Other iPods don't sound as good as the Shuffles... note... at 'higher' volumes. Both the Nano and regular iPods start distorting at much lower volumes than both the 1st gen and 2nd gen Shuffles, transient response also degrades faster than the Shuffles. No confirmation on whether the 2ng gen Shuffle has the push-pull component that the 1st gen Shuffle did, but it does sound close (except for the hiss) so I'll assume that it does... I'm suspecting that it does, but since Apple switched manufacturers, I'm guessing this is the cause for the hiss.

This isn't to say that the other iPods sound bad as a lot of audio reviews claim... they don't sound as good as the Shuffles... under certain circumstances and with better earphones/speakers. As I said, among the mp3 players I've heard, the Walkman phones have the best sound so far... with Sony's MegaBass being the least distorting EQ among them all (the iPod presets are the most annoying for me, introducing the most amount of distortion, which is why I like the fact that the Shuffle doesn't have an EQ) Kill the EQ, and just get better earphones... Sennheiser CX300 earphones are a pretty good upgrade for any iPod. Trust me, those little earphones that came with the iPod are choking at least 30% of the sound. The CX300s are a good bump up, and aren't too expensive considering the sound quality improvement they give.

Back to the iPod... as an everyday mp3 player... I wouldn't buy anything else. They're easy to use, look great, and sound good (when matched with decent earphones).

Sunday, May 7, 2006

Pre-blog: Nice Cans! AKG K240DF

Although there are better headphones out on the market, these are one of the best for the price. Studio-Reference standard, and one of the very few headphones that passed the broadcast standards set by the Institute of Radio Technology in Munich.

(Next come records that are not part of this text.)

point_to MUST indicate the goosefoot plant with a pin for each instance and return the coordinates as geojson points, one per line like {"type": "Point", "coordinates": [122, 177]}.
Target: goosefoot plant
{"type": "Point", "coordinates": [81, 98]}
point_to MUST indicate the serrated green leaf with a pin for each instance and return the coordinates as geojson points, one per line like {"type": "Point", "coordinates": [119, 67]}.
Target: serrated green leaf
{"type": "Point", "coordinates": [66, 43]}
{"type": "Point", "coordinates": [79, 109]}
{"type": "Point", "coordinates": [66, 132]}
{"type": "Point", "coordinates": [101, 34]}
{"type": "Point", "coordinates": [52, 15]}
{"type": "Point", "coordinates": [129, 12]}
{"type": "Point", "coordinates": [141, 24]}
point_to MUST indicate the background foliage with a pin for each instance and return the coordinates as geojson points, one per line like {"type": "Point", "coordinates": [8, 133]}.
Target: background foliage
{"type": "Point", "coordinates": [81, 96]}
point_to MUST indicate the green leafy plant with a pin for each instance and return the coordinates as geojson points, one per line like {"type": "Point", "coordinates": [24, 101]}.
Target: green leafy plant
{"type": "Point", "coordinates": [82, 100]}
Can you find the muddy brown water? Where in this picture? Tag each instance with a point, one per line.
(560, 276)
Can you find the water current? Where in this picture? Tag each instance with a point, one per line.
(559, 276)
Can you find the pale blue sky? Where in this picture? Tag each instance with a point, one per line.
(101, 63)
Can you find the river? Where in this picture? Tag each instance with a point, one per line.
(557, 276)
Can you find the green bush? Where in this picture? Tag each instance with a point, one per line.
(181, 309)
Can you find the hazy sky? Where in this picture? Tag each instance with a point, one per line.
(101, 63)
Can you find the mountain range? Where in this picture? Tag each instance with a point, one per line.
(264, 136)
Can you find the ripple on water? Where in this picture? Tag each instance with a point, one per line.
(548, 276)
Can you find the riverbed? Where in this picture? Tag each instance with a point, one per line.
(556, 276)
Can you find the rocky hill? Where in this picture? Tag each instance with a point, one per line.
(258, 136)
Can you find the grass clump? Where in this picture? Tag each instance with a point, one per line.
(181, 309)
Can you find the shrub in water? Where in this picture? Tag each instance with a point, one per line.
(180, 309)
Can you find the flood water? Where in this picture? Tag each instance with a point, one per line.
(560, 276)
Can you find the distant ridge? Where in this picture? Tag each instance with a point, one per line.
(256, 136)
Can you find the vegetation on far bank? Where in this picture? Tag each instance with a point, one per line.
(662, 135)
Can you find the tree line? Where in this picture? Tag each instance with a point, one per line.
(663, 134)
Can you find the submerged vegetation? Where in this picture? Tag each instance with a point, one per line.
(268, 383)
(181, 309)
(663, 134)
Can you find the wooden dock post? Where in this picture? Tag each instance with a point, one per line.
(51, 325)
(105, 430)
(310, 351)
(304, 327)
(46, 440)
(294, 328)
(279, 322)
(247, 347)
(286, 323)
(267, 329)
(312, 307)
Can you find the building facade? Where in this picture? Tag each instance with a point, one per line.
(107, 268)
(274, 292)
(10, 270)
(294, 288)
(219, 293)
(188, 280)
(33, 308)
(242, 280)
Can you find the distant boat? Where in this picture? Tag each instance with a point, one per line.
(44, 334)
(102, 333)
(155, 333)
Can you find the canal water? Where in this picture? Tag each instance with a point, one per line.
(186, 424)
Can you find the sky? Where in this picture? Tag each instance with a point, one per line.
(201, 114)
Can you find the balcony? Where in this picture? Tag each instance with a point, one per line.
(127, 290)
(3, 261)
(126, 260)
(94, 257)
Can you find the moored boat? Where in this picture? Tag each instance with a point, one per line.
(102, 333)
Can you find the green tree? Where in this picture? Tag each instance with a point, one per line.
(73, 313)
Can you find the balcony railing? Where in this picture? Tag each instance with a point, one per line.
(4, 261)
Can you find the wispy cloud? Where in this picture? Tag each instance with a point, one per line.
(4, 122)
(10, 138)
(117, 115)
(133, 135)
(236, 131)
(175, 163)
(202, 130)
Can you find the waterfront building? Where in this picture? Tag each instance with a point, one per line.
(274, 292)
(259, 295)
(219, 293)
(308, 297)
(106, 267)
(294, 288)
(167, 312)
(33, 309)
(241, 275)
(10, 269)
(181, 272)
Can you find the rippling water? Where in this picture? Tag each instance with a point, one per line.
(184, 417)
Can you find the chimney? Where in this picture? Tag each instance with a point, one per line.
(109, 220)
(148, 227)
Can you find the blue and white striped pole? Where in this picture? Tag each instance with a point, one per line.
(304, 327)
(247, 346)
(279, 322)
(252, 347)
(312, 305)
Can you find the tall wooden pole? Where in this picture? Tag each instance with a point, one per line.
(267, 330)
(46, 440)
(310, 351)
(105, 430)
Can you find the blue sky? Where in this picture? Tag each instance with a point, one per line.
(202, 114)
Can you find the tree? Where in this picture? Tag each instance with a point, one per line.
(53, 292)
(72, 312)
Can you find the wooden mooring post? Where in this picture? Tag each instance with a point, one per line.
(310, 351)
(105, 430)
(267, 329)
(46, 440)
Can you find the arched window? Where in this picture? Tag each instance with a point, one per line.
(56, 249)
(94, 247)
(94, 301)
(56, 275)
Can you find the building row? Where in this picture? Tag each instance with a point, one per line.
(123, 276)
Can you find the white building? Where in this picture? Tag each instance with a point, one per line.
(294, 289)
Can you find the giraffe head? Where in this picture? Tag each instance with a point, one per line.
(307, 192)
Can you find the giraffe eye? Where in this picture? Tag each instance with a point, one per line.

These are from the same family as AKG's K240S (the new consumer version) and the K240M (the original version)... the DF takes the M version higher by calibrating the drivers to sound like you were in a mixing studio (instead of listening from a headset)

These aren't for your average iPod though, (you get AKG's K240S for that) these require a decent headphone amp to power the high impedance drivers.

For those that are starting a home studio... these are the best substitute for near-field monitors.... specially for portable studios.

Saturday, January 21, 2006

Pre-blog: The pen is mightier than the mouse

For the past few years, I've been very happy with Wacom's Graphire 3 tablet. Over a mouse, it allows me to draw naturally in my software apps like Photoshop, Painter, etc. Being pressure sensitive, it allows finer control over photo retouching, and other fine pen work... plus unlike a mouse, the tablet is flat so it stores easily in my laptop bag (in one of the side pockets) and isn't bulky at all.

I recently got lucky and got an incredible deal on Wacom's professional Intuos2 tablet... this thing is HUGE!!! at 12" x 18" it gives me actual drawing space ... what I draw, is draw actual size on my computer.

Over the portable Graphire 3 that I use with my laptop, the Intuos 2 feels much more like I'm drawing on paper... pressure sensitivity is much more accurate, and response is much better. Not to mention the pen feels nicer in my hand.

Wacom Philippines was having a sale and offered the Intuos 2 at a great price. With the launch of the Intuos 3, they were trying to get rid of existing models to make way for the new I really felt really lucky since I was eying the smaller 6" x 8" Intuos 3 prior to finding out about the sale.

Now my only problem is finding desk space for this huge tablet!!!! Hahahaha

My little Graphire 3 will still be used more often (since I'm on my laptop more often, and trust me... a little 12" Powerbook looks really stupid plugged to a tablet that's almost 3x bigger than the laptop itself) But at least, now, doing things on my desktop and larger monitor feels a lot better than using the smaller 4"x5" tablets.

For anyone into graphics, photoshop, computer art... I have to strongly recommend any of Wacom's products!

**And for those business people who want some sort of pen input on their computers, Wacom has a really small tablet just for business people called the BizTablet. This allows you to "write" notes in your Word docs, and "sign" PDF files.